1日あたり2,370円で日本全国のJR線の普通・快速列車の自由席が乗り放題になる「青春18きっぷ」。青春と銘打たれてはいるが、利用年齢に制限はない。むしろ鈍行を乗り継いで行く自由きままな鉄道旅は、時間にしばられないサライ世代の特権だ。
さて今回、この「青春18きっぷ」だけを使って行ける日本縦断の大旅行を企てたのは、58歳の鉄道カメラマン川井聡さんである。ルールは5枚つづりの「青春18きっぷ」2枚分(2万3700円)、つまり5日間×2=10日間だけで達成できることと、車窓を楽しめるようになるべく日中の移動を基本にすること。
九州の南のほぼ端・枕崎駅から、北海道の北の端・稚内駅まで、列車を乗り継いで行く日本縦断3233.6kmの9泊10日の旅。いったいどんなルートをとるのだろう。さあ長い旅の始まり、始まり!
《1日目》枕崎 6:08 → 鹿児島中央 8:51
早朝、ホーム一本、線路一本の枕崎駅に立つ。数年ぶりに訪れたこの駅には、真新しい駅舎が建っていた。

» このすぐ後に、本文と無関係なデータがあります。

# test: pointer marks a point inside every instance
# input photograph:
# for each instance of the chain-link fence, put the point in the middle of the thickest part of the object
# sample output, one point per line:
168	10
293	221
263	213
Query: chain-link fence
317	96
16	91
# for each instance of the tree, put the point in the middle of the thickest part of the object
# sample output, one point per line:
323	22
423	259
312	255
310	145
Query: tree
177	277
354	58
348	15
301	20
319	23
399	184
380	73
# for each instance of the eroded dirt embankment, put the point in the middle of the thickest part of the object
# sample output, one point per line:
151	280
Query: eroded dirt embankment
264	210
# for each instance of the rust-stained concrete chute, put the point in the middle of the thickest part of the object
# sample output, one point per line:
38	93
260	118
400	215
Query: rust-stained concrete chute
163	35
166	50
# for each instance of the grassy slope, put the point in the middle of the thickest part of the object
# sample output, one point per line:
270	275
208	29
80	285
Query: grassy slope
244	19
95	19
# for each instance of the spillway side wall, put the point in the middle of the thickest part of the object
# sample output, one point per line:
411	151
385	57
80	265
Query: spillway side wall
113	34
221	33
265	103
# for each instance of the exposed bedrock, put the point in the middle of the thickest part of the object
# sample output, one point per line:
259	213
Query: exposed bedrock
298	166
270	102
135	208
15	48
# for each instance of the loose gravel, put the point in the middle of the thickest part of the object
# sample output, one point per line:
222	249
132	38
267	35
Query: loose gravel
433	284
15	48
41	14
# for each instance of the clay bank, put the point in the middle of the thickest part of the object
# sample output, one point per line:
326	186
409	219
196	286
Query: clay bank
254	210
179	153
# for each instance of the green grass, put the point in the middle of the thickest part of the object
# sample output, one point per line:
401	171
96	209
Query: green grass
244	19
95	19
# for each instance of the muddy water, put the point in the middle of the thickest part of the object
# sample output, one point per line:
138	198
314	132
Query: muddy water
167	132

地元の人たちの寄付で建てられたもので軒下にはお金を出した人たちの名前が書かれていた。
廃止も一部でささやかれている路線に、高齢者らしい人たちが何百万というお金を寄付していた。「これで少しでも使う人が増えてくれたら」という思いが伝わるようだった。
長い旅が、ここから始まる。
朝6時8分発の始発列車に乗り込む。乗客は他になし。ホームには「枕崎」と「稚内」の文字が書かれた大看板が待っていた。まるでこの旅行のために特注で作ってくれたような内容に、旅気分は一気に盛り上がる。
でも、まさかこの5分後に、旅の「前途多難」を伝える車内放送を聞くことになるとは思いもしなかった。
「この列車は、鹿児島中央行き普通列車です。昨夜からの雨の影響で速度を落として運転いたします」
枕崎駅を出て最初の車内放送がこんな具合であった。運転士さんの「宣言」通り、時速は30キロ前後にスローダウン。停車駅毎に時計を見ていると、みるみるうちに予定時間を過ぎて遅れてゆく。
「アカンなぁこのままやったら最初っから乗り遅れやないの」……とは思ったものの、そもそもが普通列車を乗り継いでの気ままな旅。このぐらいのトラブルなら問題ないだろう。むしろ遅れたら遅れたでちょっと嬉しい。
稚内駅までの長い長い汽車旅は、小雨が降る中、白いディーゼルカーでスタートした。